«Ci hanno scippato il Mondiale, ma non la nostra dignità»: il grido della Palestina dopo il rigore che ha spento un sogno

Per un attimo, la guerra si era fermata. Gaza era sempre lì, martoriata e devastata, ma nei campi profughi, tra le rovine di Khan Younis, nei vicoli di Rafah e tra le tende di fortuna allestite da chi ha perso tutto, qualcuno aveva ancora il cuore che batteva per qualcosa che non fosse la paura. Batteva per una partita di calcio. Per una maglia. Per una squadra che si chiamava semplicemente Palestina.

Poi, al minuto 82 di Palestina-Oman, un rigore mai visto, mai confermato, mai esistito. Un rigore che ha scippato un sogno e acceso l’ennesima ferita. «Non posso dire ai miei ragazzi che hanno perso. Non posso guardare in faccia mia madre, i miei fratelli, che ci guardavano da sotto una tenda, e raccontare loro che questo è stato solo un errore», racconta Ehab Abu Jazar, ct della Nazionale palestinese. Lui, originario di Khan Younis, ha la voce spezzata ma lo sguardo fermo. E una rabbia che si maschera sotto strati di dignità.
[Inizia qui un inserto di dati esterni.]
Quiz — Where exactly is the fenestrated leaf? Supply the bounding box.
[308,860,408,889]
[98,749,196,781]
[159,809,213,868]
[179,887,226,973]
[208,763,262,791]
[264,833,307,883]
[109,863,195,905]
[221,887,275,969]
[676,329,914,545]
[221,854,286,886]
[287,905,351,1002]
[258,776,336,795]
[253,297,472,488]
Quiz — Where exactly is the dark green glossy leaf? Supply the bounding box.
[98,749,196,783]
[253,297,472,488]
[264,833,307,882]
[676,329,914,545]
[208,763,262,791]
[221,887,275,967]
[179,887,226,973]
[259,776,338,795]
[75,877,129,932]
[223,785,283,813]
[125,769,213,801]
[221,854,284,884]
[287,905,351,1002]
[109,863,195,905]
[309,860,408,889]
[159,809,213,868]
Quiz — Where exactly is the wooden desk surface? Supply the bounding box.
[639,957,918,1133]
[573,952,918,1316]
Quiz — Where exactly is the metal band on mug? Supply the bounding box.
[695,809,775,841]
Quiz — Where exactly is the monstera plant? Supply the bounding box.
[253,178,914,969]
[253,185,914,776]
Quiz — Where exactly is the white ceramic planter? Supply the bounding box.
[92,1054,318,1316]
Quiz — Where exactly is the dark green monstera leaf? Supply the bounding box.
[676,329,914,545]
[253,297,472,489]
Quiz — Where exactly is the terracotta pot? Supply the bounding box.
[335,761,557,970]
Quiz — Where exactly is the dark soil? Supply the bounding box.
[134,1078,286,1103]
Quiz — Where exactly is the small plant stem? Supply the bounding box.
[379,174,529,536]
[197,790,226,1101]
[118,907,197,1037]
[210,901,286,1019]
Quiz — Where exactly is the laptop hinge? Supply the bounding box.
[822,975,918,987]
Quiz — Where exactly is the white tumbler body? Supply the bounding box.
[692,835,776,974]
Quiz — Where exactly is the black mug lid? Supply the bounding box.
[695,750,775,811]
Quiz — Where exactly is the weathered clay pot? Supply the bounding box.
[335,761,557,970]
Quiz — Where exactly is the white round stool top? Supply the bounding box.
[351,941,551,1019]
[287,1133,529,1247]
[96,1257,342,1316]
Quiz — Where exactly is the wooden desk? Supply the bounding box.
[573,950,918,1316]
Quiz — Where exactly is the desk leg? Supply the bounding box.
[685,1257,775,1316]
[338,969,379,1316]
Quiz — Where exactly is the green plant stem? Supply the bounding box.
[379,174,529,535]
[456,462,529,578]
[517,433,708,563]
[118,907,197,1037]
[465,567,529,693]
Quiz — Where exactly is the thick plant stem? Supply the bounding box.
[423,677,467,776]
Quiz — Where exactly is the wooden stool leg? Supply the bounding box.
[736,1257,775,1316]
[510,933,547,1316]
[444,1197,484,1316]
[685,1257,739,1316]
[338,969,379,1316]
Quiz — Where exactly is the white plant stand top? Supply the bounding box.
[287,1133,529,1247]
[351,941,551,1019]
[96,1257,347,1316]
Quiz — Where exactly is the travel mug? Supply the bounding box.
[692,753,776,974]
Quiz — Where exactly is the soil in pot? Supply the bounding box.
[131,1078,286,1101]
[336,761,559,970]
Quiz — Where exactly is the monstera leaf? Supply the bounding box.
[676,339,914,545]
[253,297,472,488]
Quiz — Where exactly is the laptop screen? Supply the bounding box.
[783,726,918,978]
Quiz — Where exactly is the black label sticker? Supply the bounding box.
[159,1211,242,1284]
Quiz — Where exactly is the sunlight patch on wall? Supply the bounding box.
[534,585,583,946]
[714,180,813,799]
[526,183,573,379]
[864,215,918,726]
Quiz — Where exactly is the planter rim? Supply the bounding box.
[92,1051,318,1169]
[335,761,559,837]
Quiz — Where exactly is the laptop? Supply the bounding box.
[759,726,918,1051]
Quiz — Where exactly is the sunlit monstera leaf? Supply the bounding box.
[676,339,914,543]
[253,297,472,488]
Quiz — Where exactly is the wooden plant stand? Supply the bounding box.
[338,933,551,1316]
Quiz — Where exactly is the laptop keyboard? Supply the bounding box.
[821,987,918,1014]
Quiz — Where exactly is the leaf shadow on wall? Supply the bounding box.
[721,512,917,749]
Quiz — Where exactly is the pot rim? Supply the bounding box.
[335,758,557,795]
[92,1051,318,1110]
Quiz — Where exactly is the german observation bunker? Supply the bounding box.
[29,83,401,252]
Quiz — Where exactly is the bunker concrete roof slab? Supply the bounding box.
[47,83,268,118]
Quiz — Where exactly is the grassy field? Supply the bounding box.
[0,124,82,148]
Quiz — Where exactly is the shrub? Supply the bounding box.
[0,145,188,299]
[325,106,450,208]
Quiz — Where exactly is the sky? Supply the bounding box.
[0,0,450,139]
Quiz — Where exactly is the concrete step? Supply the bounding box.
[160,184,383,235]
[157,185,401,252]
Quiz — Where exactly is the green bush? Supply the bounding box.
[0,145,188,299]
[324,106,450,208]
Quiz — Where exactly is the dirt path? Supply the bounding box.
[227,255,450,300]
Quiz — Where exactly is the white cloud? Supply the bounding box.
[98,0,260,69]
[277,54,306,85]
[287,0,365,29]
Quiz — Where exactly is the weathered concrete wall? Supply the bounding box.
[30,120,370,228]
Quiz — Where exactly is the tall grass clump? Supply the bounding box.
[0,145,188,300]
La squadra era in ritiro in Giordania, l’unico luogo sicuro dove potersi allenare. «Eravamo professionisti, ma anche figli, fratelli, padri. Allenarsi sapendo che la tua gente è sotto le bombe non è qualcosa che puoi spiegare. Mia madre dormiva in una tenda, insieme a tutta la famiglia. Si sono riuniti con dei pannelli solari per vedere le partite. Non era solo calcio, era un respiro. Era vita».

Per questo, quel rigore pesa come un crimine. «L’arbitro non ha controllato il VAR. Non c’era nulla. Eppure ci hanno eliminati così, mentre la nostra gente esultava, si aggrappava a una speranza, a un motivo per non sentirsi invisibile. Quando il pallone è entrato in rete, non era solo una partita persa. Era un’ingiustizia collettiva, l’ennesima».

Molti dei giocatori hanno famiglie nei campi profughi in Libano, in Cisgiordania, o sotto assedio a Gaza. «Eppure hanno messo gli scarpini e sono scesi in campo. Hanno cantato l’inno, hanno pianto, hanno segnato. Nessuno di loro ha chiesto qualcosa. Solo di essere ascoltato. Di essere visto. Di esistere». E invece, anche in campo, è tornata quella sensazione che i palestinesi conoscono fin troppo bene: essere ignorati, respinti, silenziati.

La Federazione ha presentato un reclamo ufficiale alla FIFA. Abu Jazar non ci crede troppo: «Dal 1948 chiediamo giustizia. E siamo ancora qui, in piedi. Non ci aspettavamo regali, ma almeno rispetto delle regole. Siamo trattati come una comparsa. Ma lo sport dovrebbe essere equità, non complicità».

La voce si incrina quando parla di ciò che succede oltre il campo. «Ogni giocatore ha perso qualcuno. Nessuno a Gaza è stato risparmiato. Io ho perso amici, e la mia unica ossessione ora è salvare mia madre. Ogni telefonata potrebbe essere l’ultima. Ma siamo cresciuti così: ogni giorno è una sfida tra sopravvivenza e disperazione».

Per 90 minuti, racconta, il mondo ha visto la Palestina sorridere. «Il nostro popolo non aveva mai avuto il privilegio di sognare in diretta. Quei bambini, quegli anziani, tutti uniti per un pallone. E ora siamo qui, a raccogliere i cocci, a consolare ragazzi che avrebbero fatto la storia. Una generazione d’oro. Ma gliel’hanno negata».

Nel finale, arriva anche una lezione amara. «Mi chiedono se c’è spazio per il perdono. Ma non è questione di perdono. È questione di giustizia. Finché non saremo riconosciuti come esseri umani, uguali agli altri, non potrà esserci pace. Solo quando mi vedranno per ciò che sono – un uomo, un allenatore, un figlio – potremo smettere di lottare. Ma fino ad allora, continueremo. Perché questa maglia, ora più che mai, è tutto ciò che ci resta».